DialogWAE
It is a PyTorch implementation of the DialogWAE model described in DialogWAE: Multimodal Response Generation with Conditional Wasserstein Auto-Encoder.
Dependency
- PyTorch 0.4.0
- Python 3.6
- NLTK
pip install -r requirements.txt
Train
-
Use pre-trained Word2vec Download Glove word embeddings
glove.twitter.27B.200d.txt
from https://nlp.stanford.edu/projects/glove/ and save it to the./data
folder.

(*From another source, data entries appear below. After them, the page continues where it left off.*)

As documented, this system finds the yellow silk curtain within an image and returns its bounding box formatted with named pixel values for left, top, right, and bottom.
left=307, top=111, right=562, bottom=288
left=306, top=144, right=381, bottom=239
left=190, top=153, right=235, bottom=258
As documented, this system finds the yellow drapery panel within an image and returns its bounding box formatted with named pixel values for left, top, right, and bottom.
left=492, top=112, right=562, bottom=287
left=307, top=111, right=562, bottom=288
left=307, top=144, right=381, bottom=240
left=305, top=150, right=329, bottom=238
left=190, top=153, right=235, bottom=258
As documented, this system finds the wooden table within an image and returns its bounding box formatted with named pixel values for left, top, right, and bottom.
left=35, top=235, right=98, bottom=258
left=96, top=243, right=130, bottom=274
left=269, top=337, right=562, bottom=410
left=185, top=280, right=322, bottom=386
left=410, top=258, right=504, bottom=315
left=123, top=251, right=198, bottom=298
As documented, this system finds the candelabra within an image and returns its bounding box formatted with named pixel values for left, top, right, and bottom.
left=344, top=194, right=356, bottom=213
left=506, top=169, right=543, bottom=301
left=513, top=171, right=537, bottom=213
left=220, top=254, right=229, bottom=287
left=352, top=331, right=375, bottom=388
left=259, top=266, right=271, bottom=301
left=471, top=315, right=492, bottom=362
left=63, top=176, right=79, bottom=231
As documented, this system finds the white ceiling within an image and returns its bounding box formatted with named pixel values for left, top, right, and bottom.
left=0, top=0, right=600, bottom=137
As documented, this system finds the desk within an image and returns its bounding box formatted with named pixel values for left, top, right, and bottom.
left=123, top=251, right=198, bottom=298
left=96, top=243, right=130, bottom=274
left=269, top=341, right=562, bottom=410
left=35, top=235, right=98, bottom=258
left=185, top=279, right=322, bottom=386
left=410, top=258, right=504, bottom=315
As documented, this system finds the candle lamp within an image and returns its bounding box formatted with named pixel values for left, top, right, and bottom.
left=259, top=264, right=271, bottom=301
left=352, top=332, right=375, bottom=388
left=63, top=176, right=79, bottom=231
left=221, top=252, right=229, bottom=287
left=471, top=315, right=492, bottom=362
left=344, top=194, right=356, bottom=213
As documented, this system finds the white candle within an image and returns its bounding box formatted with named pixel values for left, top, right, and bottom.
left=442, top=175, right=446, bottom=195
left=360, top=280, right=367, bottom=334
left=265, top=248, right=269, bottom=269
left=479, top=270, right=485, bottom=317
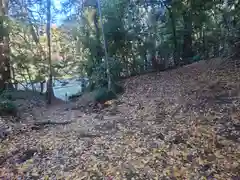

The default setting use 200 dimension word embedding trained on Twitter. -
Modify the arguments at the top of
train.py
-
Train model by
python train.py --visual
The logs and temporary results will be printed to stdout and saved in the ./output
path.
- Visualize the training status in Tensorboard
tensorboard --logdir output
Evaluation
Modify the arguments at the bottom of sample.py
Run model testing by:
python sample.py
The outputs will be printed to stdout and generated responses will be saved at results.txt
in the ./output
path.
References
If you use any source code included in this toolkit in your work, please cite the following paper:
@inproceedings{gu2018dialogwae,
title={Dialog{WAE}: Multimodal Response Generation with Conditional Wasserstein Auto-Encoder},
author={Gu, Xiaodong and Cho, Kyunghyun and Ha, Jung-Woo and Kim, Sunghun},
journal={arXiv preprint arXiv:1805.12352},
year={2018}
}
LICENSE
Copyright 2018 NAVER Corp. All rights reserved.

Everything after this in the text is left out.